I was thinking of starting with a new lantern, so I don't mind cutting away some hullmetal.

Can you post pictures of how you got the SLA brick attached to your avatar light? Otherwise, I may go for a 266, as I've got a couple 6v SLAbs sitting around gathering dust.


----------



## Juggernaut (Oct 3, 2008)

Chrontius said:


> I was thinking of starting with a new lantern, so I don't mind cutting away some hullmetal.
> 
> Can you post pictures of how you got the SLA brick attached to your avatar light? Otherwise, I may go for a 266, as I've got a couple 6v SLAbs sitting around gathering dust.


 



30 watt RayOvac



How it’s mounted 



The overall height of the 7.2ah SLA is short enough, narrow enough but probably to long to fit in the snug bay of a 211 or 266 BigBeam.

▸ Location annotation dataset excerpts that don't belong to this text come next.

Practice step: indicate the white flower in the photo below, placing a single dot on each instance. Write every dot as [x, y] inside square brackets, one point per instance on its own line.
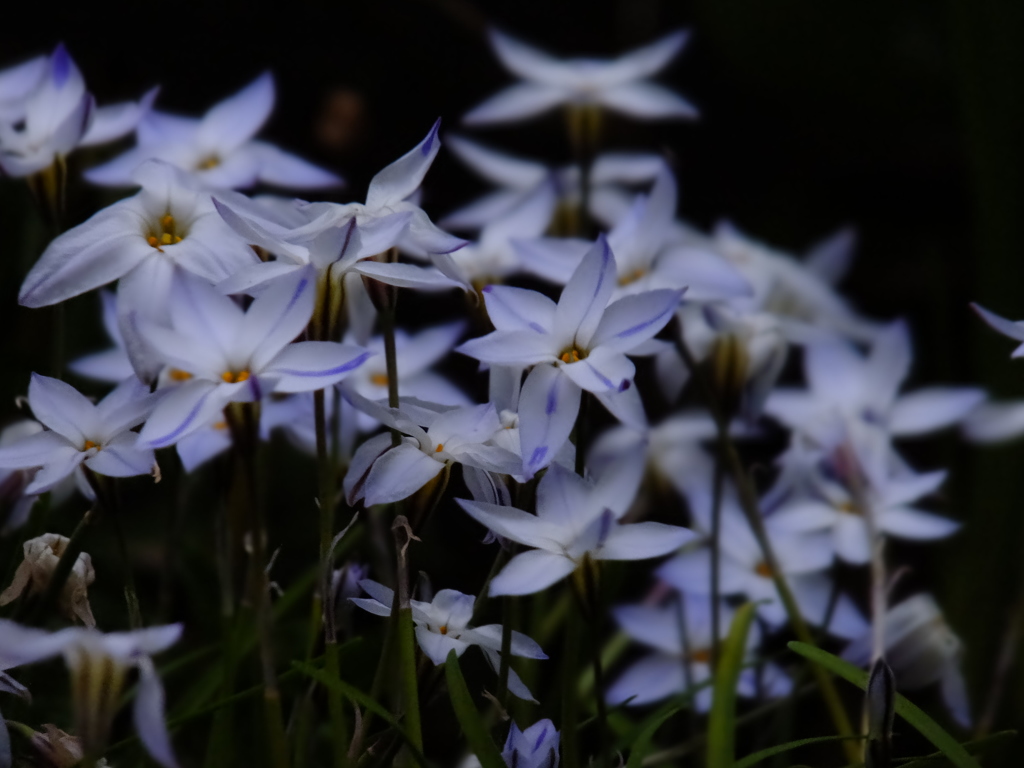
[381, 473]
[619, 84]
[922, 649]
[79, 432]
[442, 626]
[845, 386]
[169, 223]
[578, 344]
[216, 353]
[338, 239]
[55, 115]
[571, 524]
[535, 748]
[665, 672]
[97, 664]
[218, 147]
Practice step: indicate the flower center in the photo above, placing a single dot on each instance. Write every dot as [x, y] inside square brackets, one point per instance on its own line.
[231, 377]
[164, 235]
[210, 161]
[632, 276]
[572, 354]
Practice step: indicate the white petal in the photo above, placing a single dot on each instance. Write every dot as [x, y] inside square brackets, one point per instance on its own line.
[306, 366]
[230, 123]
[646, 100]
[530, 571]
[549, 403]
[907, 522]
[651, 679]
[633, 320]
[403, 176]
[641, 541]
[187, 408]
[931, 409]
[147, 713]
[516, 102]
[586, 295]
[397, 474]
[513, 523]
[497, 167]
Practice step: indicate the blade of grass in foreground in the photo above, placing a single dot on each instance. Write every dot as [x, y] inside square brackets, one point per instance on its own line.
[909, 712]
[469, 718]
[722, 722]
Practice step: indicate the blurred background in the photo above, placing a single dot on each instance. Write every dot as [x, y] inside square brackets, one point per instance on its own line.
[903, 120]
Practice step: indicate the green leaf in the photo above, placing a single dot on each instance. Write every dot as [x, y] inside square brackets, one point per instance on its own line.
[354, 694]
[641, 747]
[722, 722]
[757, 757]
[909, 712]
[472, 725]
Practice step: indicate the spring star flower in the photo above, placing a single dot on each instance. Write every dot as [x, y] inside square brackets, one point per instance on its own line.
[381, 472]
[217, 353]
[98, 664]
[55, 116]
[580, 343]
[338, 239]
[442, 626]
[571, 525]
[218, 147]
[619, 84]
[79, 432]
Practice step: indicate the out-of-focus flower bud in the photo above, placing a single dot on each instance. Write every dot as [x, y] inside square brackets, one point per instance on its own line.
[41, 557]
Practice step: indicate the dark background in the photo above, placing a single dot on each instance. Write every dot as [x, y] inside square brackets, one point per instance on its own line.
[905, 120]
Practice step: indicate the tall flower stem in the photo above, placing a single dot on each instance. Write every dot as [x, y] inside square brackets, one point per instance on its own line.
[105, 492]
[752, 511]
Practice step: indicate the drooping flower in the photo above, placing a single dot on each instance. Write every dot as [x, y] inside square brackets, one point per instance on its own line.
[442, 626]
[98, 664]
[217, 353]
[218, 147]
[80, 433]
[571, 525]
[620, 85]
[55, 115]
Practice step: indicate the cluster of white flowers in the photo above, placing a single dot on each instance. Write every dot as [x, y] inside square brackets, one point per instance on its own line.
[222, 298]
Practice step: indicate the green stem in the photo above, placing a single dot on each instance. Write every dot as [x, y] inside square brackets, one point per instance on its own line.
[752, 511]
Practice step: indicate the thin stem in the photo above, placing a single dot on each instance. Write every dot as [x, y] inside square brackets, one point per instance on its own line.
[752, 511]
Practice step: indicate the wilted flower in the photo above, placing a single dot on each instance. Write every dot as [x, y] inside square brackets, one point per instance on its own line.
[41, 557]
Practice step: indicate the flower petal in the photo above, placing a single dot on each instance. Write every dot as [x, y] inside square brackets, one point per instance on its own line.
[403, 176]
[530, 571]
[549, 403]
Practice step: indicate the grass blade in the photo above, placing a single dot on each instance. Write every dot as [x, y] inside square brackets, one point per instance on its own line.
[722, 722]
[909, 712]
[469, 718]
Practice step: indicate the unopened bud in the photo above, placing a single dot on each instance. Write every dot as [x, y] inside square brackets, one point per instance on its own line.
[42, 555]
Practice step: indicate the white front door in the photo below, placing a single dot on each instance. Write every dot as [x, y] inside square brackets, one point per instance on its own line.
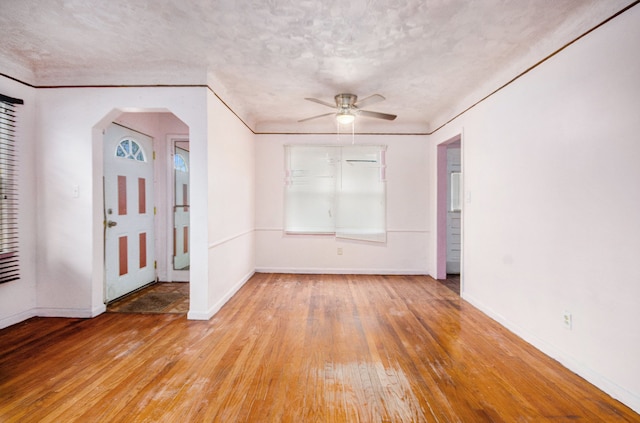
[129, 211]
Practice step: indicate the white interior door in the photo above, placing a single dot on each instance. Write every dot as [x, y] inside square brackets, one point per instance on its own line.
[181, 209]
[129, 211]
[454, 218]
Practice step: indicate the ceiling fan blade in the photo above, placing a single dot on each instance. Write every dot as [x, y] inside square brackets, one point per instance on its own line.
[369, 100]
[377, 115]
[324, 103]
[315, 117]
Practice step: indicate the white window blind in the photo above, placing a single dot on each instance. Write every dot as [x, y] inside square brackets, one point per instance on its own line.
[9, 265]
[337, 190]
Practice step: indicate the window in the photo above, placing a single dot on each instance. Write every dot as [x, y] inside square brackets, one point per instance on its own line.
[337, 190]
[9, 265]
[129, 149]
[179, 163]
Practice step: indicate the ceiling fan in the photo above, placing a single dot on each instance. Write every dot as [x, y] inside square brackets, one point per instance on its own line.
[348, 107]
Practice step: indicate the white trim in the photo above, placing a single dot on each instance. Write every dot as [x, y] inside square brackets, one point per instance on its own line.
[341, 271]
[197, 315]
[84, 313]
[17, 318]
[602, 382]
[231, 238]
[417, 231]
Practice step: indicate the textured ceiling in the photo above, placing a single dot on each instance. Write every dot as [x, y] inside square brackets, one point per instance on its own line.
[431, 59]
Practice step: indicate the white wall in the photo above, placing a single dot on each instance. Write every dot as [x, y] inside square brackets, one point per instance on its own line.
[551, 166]
[407, 213]
[231, 203]
[18, 298]
[70, 230]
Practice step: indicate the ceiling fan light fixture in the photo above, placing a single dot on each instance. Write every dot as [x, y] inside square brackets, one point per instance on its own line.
[345, 118]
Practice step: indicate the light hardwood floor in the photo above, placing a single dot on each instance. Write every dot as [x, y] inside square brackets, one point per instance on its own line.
[294, 348]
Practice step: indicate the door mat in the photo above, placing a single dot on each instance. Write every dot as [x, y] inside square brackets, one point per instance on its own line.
[153, 302]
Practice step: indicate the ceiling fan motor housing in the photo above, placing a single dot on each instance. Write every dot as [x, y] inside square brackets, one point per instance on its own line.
[346, 101]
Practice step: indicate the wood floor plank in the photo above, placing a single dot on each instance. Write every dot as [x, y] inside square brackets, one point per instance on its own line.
[294, 348]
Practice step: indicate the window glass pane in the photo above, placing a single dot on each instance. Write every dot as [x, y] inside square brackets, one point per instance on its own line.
[360, 203]
[336, 189]
[129, 149]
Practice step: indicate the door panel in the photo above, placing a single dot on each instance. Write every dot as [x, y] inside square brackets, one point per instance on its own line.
[128, 199]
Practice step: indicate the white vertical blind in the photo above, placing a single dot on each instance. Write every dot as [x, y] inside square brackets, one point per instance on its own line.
[9, 265]
[337, 190]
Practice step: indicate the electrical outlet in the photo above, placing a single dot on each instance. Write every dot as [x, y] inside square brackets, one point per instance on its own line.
[567, 319]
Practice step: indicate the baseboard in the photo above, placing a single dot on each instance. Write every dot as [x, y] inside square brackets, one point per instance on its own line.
[196, 315]
[16, 318]
[339, 271]
[83, 313]
[616, 391]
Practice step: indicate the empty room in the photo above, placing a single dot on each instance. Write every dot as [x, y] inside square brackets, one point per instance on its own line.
[364, 211]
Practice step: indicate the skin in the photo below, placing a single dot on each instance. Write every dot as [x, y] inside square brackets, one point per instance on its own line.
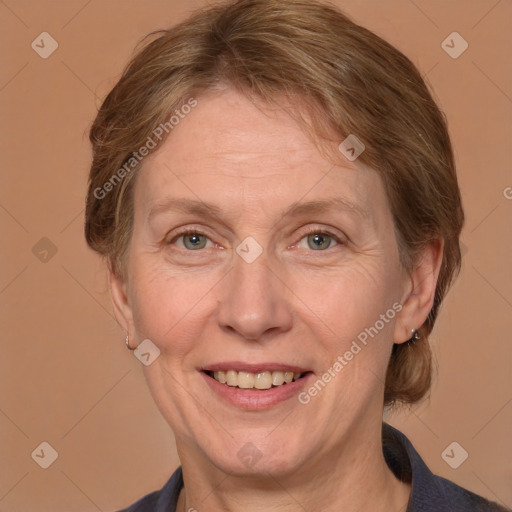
[294, 304]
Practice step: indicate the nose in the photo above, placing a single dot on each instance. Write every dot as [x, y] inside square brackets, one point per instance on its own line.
[253, 301]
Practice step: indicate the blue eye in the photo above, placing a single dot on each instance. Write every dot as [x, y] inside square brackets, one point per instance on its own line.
[193, 240]
[318, 241]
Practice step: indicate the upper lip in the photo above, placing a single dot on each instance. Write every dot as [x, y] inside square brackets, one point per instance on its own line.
[253, 367]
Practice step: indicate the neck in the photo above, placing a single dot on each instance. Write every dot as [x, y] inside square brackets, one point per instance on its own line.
[356, 477]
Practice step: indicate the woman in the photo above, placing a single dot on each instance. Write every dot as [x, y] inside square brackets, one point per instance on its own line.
[274, 190]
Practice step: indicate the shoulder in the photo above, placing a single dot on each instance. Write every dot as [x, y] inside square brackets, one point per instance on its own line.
[163, 500]
[429, 492]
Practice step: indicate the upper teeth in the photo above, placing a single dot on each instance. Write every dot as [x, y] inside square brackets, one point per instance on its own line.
[248, 380]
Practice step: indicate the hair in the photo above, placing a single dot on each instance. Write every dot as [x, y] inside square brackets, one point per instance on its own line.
[343, 76]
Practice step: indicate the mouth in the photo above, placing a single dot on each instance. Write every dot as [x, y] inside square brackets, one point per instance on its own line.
[262, 380]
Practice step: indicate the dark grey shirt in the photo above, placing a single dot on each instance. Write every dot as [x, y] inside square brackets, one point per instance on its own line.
[430, 493]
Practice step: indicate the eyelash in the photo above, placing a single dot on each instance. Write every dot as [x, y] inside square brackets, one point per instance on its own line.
[310, 231]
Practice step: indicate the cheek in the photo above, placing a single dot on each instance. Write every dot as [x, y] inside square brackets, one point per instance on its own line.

Make sure to measure the SLA so it is not longer then 2x 6 volt 529 



Rarer old style screw type bulb holder. VS. New style metal ring style “where not all bulbs fit”.


----------



## Juggernaut (Oct 3, 2008)

Found it "it's 400 watts not 450: http://candlepowerforums.com/vb/showthread.php?p=2494315


----------



## mr.squatch (May 16, 2010)

Cheapest Q I've found yet. Still painful if a poof, but not fifty bucks painful  


http://www.aircraftspruce.com/catalog/elpages/landinglites.php


----------



## mr.squatch (May 16, 2010)

I simply must have one of these, have a couple obscure hosts I think would work out nicely. I have a couple questions for those who may know. 

Some lighting places list two different 4509's, one listed as "halogen" and one listed as "incandescent" Both are around the same price and stats, curious if one is bigger/badder/better than the other? 

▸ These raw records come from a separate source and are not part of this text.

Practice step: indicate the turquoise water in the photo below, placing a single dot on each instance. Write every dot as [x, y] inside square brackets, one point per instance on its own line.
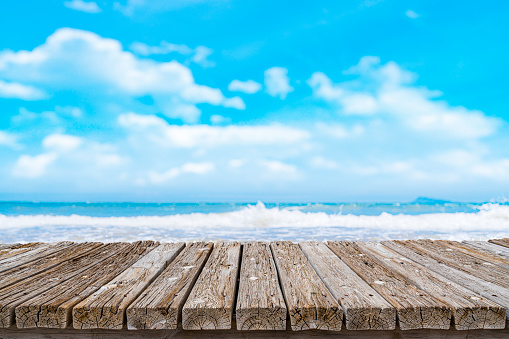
[423, 218]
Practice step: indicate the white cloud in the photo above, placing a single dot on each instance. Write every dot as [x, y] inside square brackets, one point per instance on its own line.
[277, 83]
[276, 166]
[387, 90]
[61, 143]
[72, 59]
[190, 167]
[33, 166]
[13, 90]
[248, 86]
[83, 6]
[8, 139]
[411, 14]
[187, 136]
[198, 55]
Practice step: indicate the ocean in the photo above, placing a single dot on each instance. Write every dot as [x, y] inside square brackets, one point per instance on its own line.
[83, 221]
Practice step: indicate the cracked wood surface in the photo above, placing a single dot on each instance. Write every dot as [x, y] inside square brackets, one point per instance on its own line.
[486, 289]
[363, 307]
[469, 310]
[106, 307]
[467, 263]
[160, 305]
[260, 303]
[475, 252]
[415, 307]
[489, 247]
[310, 304]
[53, 307]
[210, 303]
[501, 242]
[28, 254]
[21, 272]
[13, 295]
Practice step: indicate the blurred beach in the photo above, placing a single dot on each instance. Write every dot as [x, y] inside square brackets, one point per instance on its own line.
[423, 218]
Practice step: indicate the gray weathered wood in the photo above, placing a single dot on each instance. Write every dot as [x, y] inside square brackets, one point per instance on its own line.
[260, 303]
[106, 307]
[469, 310]
[467, 263]
[14, 295]
[363, 307]
[160, 305]
[309, 302]
[210, 303]
[415, 308]
[488, 290]
[476, 252]
[487, 246]
[21, 272]
[501, 242]
[53, 307]
[39, 251]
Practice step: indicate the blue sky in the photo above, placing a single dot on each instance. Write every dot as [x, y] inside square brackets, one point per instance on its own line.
[222, 100]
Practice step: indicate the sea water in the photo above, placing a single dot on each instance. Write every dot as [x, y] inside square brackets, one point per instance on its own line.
[423, 218]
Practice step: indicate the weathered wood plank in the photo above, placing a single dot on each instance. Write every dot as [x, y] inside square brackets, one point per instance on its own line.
[469, 310]
[474, 266]
[160, 305]
[488, 290]
[476, 252]
[53, 307]
[106, 307]
[260, 303]
[487, 246]
[210, 304]
[363, 307]
[309, 302]
[415, 308]
[501, 242]
[21, 272]
[14, 295]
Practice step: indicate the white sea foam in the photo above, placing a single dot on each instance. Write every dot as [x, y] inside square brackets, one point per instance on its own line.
[259, 222]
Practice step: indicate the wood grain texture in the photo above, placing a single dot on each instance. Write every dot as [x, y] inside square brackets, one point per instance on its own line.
[469, 310]
[487, 246]
[363, 307]
[210, 303]
[309, 302]
[53, 307]
[106, 307]
[32, 268]
[160, 305]
[260, 303]
[415, 308]
[486, 289]
[37, 251]
[467, 263]
[501, 242]
[476, 252]
[14, 295]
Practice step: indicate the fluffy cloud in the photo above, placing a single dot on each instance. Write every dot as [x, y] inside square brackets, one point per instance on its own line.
[83, 6]
[248, 87]
[19, 91]
[191, 136]
[72, 59]
[388, 90]
[277, 83]
[190, 167]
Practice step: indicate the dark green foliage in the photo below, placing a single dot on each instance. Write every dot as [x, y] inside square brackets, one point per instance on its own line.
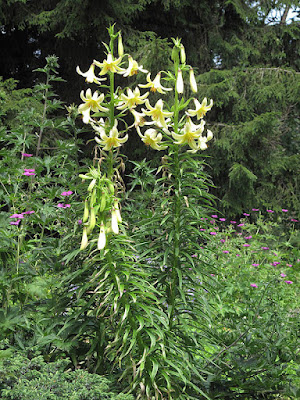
[31, 378]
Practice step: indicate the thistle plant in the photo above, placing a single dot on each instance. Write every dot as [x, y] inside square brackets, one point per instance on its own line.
[159, 358]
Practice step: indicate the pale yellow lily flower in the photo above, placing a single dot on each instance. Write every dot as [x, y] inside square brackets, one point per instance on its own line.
[132, 99]
[91, 103]
[110, 64]
[179, 82]
[193, 82]
[152, 138]
[154, 85]
[191, 133]
[157, 113]
[112, 140]
[90, 75]
[102, 237]
[201, 109]
[133, 68]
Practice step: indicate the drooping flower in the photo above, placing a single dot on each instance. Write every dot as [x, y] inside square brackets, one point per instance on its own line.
[91, 103]
[157, 113]
[90, 76]
[111, 140]
[190, 135]
[133, 68]
[193, 82]
[152, 138]
[102, 237]
[155, 85]
[179, 82]
[110, 65]
[200, 108]
[132, 99]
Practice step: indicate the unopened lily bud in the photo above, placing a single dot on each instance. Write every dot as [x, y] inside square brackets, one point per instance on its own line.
[193, 82]
[92, 184]
[114, 222]
[120, 46]
[116, 207]
[179, 82]
[182, 54]
[84, 240]
[92, 221]
[102, 237]
[86, 212]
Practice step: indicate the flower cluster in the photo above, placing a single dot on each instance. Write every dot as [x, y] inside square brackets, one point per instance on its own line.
[166, 124]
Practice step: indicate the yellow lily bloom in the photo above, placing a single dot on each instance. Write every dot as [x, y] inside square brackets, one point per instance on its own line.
[191, 133]
[133, 68]
[90, 75]
[132, 99]
[91, 103]
[112, 140]
[157, 113]
[201, 109]
[179, 82]
[102, 237]
[152, 138]
[155, 85]
[109, 65]
[193, 82]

I want a pencil beam, I believe the Q is listed at 7x7. Another is listed at 3x3, I may have to get one of those as well. Curious if 7x7 is going to give me the result I am looking for. 

I plan to use SLA batteries for now. I have several other types I could put together to lighten it up a bit once I figure out my dream bulb. Curious what needs to be in place to ensure safety and longevity. I know my other spotlights all have inline fuses, if so what size? Also I've read of NTC's which I am not very educated on. Any info about the useage and benefits of such would be greatly appreciated. 

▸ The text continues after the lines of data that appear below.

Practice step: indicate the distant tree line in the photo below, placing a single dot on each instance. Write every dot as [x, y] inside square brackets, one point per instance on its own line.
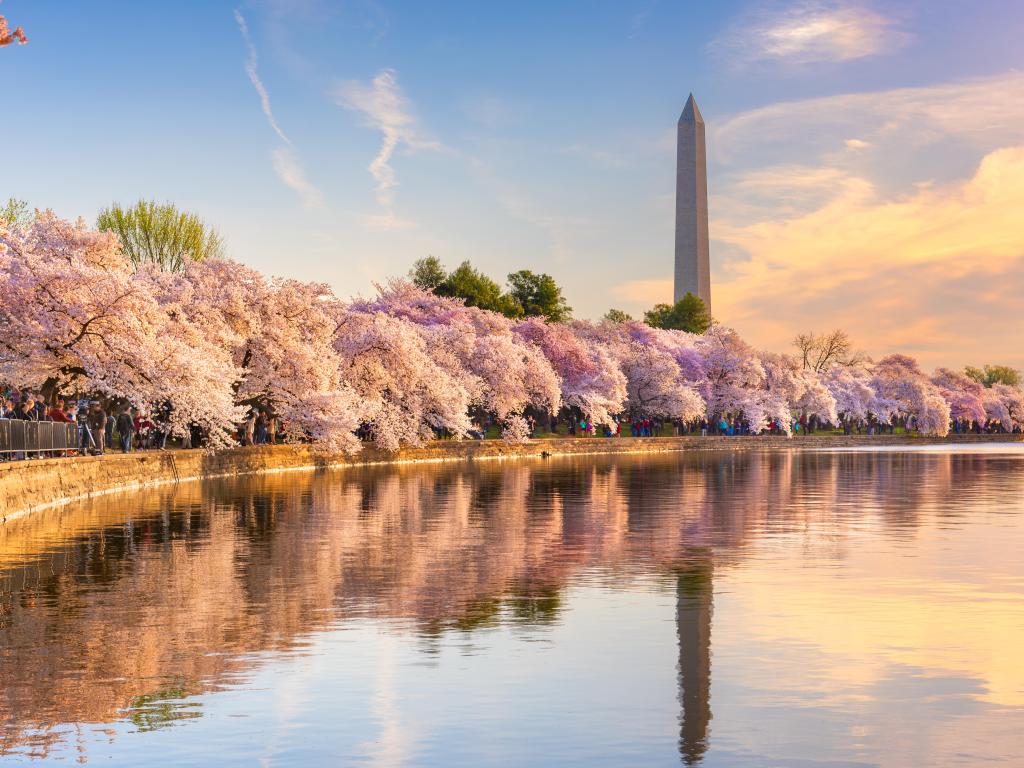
[529, 294]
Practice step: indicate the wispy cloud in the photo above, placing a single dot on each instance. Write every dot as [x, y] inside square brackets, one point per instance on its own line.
[833, 212]
[253, 73]
[936, 271]
[285, 161]
[982, 113]
[287, 166]
[386, 109]
[809, 32]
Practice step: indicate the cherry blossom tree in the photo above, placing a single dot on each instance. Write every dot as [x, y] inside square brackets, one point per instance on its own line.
[505, 373]
[1005, 404]
[281, 338]
[964, 394]
[589, 378]
[404, 392]
[851, 387]
[8, 36]
[899, 379]
[791, 387]
[77, 321]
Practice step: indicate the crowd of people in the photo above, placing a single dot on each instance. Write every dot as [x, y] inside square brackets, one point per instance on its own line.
[103, 426]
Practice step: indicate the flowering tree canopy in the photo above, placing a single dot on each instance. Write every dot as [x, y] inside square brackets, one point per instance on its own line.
[210, 341]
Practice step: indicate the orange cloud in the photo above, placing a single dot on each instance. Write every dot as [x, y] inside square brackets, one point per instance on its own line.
[937, 272]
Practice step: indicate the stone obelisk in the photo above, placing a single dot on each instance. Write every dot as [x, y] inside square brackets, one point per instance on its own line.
[692, 260]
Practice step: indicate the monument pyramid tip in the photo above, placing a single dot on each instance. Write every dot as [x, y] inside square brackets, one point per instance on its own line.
[690, 113]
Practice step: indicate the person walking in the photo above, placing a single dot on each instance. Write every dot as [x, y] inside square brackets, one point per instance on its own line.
[262, 428]
[126, 429]
[249, 429]
[97, 426]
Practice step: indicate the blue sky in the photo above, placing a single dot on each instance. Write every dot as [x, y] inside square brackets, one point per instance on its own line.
[540, 135]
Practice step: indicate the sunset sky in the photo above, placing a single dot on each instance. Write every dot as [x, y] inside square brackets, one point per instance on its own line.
[865, 160]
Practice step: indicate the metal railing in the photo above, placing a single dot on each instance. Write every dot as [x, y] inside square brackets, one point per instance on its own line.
[18, 436]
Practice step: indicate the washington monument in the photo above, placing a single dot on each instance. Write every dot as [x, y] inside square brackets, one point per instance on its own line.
[692, 264]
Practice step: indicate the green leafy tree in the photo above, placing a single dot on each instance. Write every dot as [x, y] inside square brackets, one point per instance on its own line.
[539, 296]
[15, 213]
[616, 315]
[160, 233]
[689, 313]
[476, 289]
[990, 375]
[428, 273]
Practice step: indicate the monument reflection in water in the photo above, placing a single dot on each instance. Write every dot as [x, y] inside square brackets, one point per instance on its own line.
[171, 625]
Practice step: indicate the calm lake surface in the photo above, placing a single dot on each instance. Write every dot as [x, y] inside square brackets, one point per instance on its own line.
[793, 608]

i recently sold a bunch of lights, and my heart hurts because of it. This project seems like a pretty cheap and impressive one, I'm pretty excited. Thanks guys for all the good info. 

g


----------



## Bimmerboy (May 19, 2010)

mr.squatch said:


> Cheapest Q I've found yet. Still painful if a poof, but not fifty bucks painful
> 
> 
> http://www.aircraftspruce.com/catalog/elpages/landinglites.php


How's about the Martek 4509Q at half the GE price? 
Martek claims to be a longtime military supplier. Can anyone vouch for their quality? I've only just begun to research sealed beams, and have no idea.

EDIT: Thanks, Mr. Squatch for not only bumping this thread, but also linking to aircraftspruce, as it somehow, and finally sparked me onto the proper track toward planning my dream hotwire, which will now be based on a PAR-XX platform (and JimmyM X1 regulated).

EDIT 2: Even BIGGER thanks to LCT for starting this thread in the first place, and the helpful spreadsheet! Almost two years later, and it's inspiring the birth of a high-wattage, mini-monster thrower. 

Getting excited about this.


----------



## mr.squatch (May 22, 2010)

No problemo Bim, hopefully somebody has a simple explaination of NTC's and buffers for me so I can get mine in the works too  

g


----------



## JimmyM (May 22, 2010)

OK. I've found the thread.
An NTC is a poor man's softstarter. Effective and cheap, but not the route I'd take. Personally I like to use PWM. It's super efficient and doesn't waste energy.

Are there any figures for overdrive-ability for the Q4509?
You have 3 options:
1) Use the SLA and be happy with an OK bright light.
2) Use a 13.2V NiMH pack and an NTC to take the edge off a fresh pack.
3) Get a used PWM softstarter from someone.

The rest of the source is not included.